WASHINGTON (AP) — A man from Yonkers, N.Y., says his brokerage account dissolved from $171,666 last March 30 to a negative balance of $23,610 a few weeks later, as his broker failed to execute his request

Friday, January 26th 2001, 12:00 am

By: News On 6


WASHINGTON (AP) — A man from Yonkers, N.Y., says his brokerage account dissolved from $171,666 last March 30 to a negative balance of $23,610 a few weeks later, as his broker failed to execute his request to sell stocks.

A broker in Georgia used the money in a retired man's IRA account to buy 1,950 shares of high-tech PSINet Inc. at almost $58 a share on March 7. The stock plunged to $34 a share by March 31 and to 65 cents by year's end, virtually wiping out his retirement fund, the man says. The broker, he told the Securities and Exchange Commission in a written complaint, ``misrepresented ... by purchasing this speculative stock.''

Amid last year's market slide, there were plenty of tales of woe.
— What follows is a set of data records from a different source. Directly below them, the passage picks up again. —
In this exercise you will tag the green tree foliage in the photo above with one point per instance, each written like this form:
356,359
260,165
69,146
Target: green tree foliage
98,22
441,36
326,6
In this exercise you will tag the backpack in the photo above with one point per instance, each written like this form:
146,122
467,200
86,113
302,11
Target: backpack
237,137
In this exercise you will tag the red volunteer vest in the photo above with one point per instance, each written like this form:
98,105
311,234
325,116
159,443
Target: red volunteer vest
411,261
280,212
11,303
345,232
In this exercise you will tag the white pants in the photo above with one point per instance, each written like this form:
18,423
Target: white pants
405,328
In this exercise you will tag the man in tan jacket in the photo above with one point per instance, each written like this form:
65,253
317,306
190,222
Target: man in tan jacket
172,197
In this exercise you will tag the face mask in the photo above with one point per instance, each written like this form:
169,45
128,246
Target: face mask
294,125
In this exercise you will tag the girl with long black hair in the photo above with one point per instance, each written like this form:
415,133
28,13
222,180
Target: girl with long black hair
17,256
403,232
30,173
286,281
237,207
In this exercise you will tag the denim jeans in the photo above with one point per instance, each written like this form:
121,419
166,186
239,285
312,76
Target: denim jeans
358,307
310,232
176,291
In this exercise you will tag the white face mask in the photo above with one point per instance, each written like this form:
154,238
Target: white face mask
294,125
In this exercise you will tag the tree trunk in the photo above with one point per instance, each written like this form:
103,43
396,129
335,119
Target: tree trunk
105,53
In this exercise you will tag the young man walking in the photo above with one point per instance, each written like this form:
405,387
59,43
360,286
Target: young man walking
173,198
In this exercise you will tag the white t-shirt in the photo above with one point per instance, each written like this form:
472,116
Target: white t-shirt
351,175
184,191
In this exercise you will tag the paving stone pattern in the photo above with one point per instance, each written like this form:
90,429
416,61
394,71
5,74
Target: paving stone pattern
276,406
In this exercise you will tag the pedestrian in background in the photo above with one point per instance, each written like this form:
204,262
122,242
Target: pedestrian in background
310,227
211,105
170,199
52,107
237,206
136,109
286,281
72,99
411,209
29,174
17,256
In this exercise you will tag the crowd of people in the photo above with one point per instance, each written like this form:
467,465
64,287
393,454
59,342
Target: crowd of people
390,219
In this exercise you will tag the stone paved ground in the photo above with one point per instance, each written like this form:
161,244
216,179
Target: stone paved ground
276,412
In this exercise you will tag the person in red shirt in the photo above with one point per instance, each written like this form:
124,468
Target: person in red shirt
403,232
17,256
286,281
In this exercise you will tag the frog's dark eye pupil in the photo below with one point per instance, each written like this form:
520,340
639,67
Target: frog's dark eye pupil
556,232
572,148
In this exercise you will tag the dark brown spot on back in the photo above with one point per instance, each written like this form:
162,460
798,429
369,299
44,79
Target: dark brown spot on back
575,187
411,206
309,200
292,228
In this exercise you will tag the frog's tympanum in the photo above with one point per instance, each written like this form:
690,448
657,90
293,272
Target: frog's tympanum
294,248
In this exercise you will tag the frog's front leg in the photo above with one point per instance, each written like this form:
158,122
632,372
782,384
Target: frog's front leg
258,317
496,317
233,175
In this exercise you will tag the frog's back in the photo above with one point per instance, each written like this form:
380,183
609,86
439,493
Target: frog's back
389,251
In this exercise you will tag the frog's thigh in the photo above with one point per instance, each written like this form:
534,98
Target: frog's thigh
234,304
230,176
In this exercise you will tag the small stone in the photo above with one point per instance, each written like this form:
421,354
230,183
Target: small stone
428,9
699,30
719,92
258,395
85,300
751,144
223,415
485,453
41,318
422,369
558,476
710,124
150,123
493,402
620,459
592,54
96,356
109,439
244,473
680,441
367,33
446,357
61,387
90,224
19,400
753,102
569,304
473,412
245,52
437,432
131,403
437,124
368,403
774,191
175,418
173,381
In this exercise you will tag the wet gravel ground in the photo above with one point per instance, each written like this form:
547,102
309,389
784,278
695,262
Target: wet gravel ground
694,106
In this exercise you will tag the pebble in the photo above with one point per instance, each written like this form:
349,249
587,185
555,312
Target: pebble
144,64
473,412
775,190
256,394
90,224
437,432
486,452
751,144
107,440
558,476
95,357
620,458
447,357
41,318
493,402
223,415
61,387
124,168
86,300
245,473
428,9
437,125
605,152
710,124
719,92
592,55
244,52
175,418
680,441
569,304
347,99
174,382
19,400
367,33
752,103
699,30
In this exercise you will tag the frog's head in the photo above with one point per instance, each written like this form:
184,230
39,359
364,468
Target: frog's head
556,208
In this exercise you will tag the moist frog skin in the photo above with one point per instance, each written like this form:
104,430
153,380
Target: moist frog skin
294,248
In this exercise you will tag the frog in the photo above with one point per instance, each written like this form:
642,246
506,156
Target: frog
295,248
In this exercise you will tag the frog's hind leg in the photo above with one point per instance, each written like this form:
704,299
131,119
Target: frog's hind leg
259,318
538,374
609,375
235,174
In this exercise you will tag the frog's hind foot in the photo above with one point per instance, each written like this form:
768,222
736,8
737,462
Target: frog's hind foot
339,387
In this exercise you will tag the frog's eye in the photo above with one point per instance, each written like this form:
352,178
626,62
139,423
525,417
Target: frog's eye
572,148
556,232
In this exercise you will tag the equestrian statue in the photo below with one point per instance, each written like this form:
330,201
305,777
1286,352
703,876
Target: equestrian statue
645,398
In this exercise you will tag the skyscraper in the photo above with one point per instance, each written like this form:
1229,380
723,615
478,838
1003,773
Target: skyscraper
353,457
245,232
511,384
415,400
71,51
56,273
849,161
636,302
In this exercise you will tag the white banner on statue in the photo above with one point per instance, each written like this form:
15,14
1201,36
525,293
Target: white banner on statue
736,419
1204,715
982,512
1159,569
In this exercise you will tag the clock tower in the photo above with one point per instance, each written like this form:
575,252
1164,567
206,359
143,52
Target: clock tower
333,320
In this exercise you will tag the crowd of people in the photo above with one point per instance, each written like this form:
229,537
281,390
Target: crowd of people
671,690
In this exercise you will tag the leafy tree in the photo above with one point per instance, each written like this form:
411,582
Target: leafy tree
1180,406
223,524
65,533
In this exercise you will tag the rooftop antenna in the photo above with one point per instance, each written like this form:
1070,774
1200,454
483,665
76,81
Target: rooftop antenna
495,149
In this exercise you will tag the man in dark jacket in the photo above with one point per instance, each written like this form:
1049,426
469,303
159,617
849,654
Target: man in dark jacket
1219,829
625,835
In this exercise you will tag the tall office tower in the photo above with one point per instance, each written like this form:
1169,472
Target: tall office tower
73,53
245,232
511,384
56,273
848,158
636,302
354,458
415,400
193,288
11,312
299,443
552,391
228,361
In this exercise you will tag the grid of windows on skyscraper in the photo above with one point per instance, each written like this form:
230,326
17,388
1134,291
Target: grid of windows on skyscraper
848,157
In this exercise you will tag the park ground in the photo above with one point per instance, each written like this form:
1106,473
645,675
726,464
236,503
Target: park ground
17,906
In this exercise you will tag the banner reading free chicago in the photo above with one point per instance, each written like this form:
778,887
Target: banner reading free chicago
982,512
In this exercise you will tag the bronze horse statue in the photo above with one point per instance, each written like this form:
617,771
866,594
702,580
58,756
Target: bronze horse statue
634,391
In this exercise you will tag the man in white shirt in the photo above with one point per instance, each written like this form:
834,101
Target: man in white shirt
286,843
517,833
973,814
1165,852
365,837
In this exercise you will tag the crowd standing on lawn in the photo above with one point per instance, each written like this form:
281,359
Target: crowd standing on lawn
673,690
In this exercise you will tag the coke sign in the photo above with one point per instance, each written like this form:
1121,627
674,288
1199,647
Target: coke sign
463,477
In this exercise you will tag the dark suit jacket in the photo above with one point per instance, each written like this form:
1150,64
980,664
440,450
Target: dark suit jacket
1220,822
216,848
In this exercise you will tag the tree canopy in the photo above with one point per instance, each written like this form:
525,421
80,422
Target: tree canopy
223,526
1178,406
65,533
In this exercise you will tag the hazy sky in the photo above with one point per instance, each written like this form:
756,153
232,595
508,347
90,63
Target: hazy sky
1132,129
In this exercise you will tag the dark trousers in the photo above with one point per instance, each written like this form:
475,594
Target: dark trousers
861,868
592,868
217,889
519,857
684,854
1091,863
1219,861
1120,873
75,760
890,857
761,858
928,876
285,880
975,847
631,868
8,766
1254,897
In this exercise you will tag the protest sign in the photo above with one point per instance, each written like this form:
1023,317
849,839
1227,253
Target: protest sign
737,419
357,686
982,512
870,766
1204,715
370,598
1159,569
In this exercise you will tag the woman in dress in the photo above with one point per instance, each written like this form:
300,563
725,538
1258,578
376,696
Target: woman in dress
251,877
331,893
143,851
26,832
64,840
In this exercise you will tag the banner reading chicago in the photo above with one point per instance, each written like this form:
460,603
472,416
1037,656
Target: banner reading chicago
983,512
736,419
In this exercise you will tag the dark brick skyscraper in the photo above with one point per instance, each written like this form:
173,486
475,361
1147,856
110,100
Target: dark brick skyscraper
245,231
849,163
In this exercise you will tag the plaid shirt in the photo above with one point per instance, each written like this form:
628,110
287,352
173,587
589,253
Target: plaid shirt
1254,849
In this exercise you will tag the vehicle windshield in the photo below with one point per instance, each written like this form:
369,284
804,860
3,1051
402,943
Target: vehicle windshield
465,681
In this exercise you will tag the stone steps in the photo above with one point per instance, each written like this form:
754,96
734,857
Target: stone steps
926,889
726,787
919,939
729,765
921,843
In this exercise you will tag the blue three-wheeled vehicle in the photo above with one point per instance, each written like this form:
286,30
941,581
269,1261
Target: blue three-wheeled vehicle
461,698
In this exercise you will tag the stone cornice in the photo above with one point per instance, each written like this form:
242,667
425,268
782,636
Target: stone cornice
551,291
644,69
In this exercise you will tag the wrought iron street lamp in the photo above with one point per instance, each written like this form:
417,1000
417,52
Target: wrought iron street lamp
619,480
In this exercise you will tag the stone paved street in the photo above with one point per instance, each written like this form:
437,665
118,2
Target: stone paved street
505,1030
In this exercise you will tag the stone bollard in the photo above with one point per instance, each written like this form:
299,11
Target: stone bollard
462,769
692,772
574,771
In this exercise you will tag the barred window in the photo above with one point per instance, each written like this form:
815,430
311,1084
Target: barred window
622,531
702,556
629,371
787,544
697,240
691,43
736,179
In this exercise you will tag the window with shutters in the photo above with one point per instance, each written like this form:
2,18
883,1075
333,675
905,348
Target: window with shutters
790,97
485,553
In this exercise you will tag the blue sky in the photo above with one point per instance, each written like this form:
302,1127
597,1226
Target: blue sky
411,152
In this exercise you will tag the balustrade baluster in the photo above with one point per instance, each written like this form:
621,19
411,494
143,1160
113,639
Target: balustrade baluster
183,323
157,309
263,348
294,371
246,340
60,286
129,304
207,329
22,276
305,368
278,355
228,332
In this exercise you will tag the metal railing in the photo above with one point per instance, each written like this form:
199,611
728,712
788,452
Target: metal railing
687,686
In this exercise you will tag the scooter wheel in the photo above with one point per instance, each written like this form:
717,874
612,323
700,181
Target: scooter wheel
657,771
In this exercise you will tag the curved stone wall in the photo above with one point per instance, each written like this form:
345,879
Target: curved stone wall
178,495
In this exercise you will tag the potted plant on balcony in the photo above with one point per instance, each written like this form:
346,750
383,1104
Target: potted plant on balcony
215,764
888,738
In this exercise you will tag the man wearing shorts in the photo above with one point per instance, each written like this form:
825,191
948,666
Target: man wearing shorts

Some investors felt the pain doubly when they believed they were deceived by their brokers.

Investors' complaints to the SEC against their brokers set an all-time high in 2000 as the market turned downward. Complaints overall jumped about 10 percent, to 13,599 from 12,463 in 1999. Among those, complaints related to brokers' sales practices rose to 4,476 from 4,152, reversing a five-year decline, according to figures to be posted on the SEC's Web site next week.

A bull market with blissful investors, such as the one that finally expired last year, hides a lot of blemishes in brokers' behavior that can become exposed once the tide runs out, securities regulators say.

Many investors, and brokers, had never experienced a declining market before last year. Regulators are therefore willing to give some brokers the benefit of the doubt, suggesting that they may not have been prepared to respond appropriately in handling their customers' money.

``When markets go up, people tend to let their guard down. They don't research their investments carefully,'' said Susan Wyderko, director of the SEC's Office of Investor Education and Assistance. ``In a down market, their chickens can come home to roost.''

Regulators believe that last year's spike in complaints was due in large part to an increase in difficulties with margin accounts in a declining market.

Investors buy stocks on margin by borrowing part of the purchase price from their brokerage firm and putting up the securities as collateral for the loan. An investor can lose more money than he or she put into the account if the securities bought on margin decline in value.

In margin calls investors are asked to come up with more money to meet the minimum requirement of loans used to buy securities.

Another growing problems is with so-called brokered certificates of deposit, especially among the elderly. They have quite different properties from the plain vanilla CDs that people have bought for years at their local banks, and not understanding the differences can lead to significant financial losses.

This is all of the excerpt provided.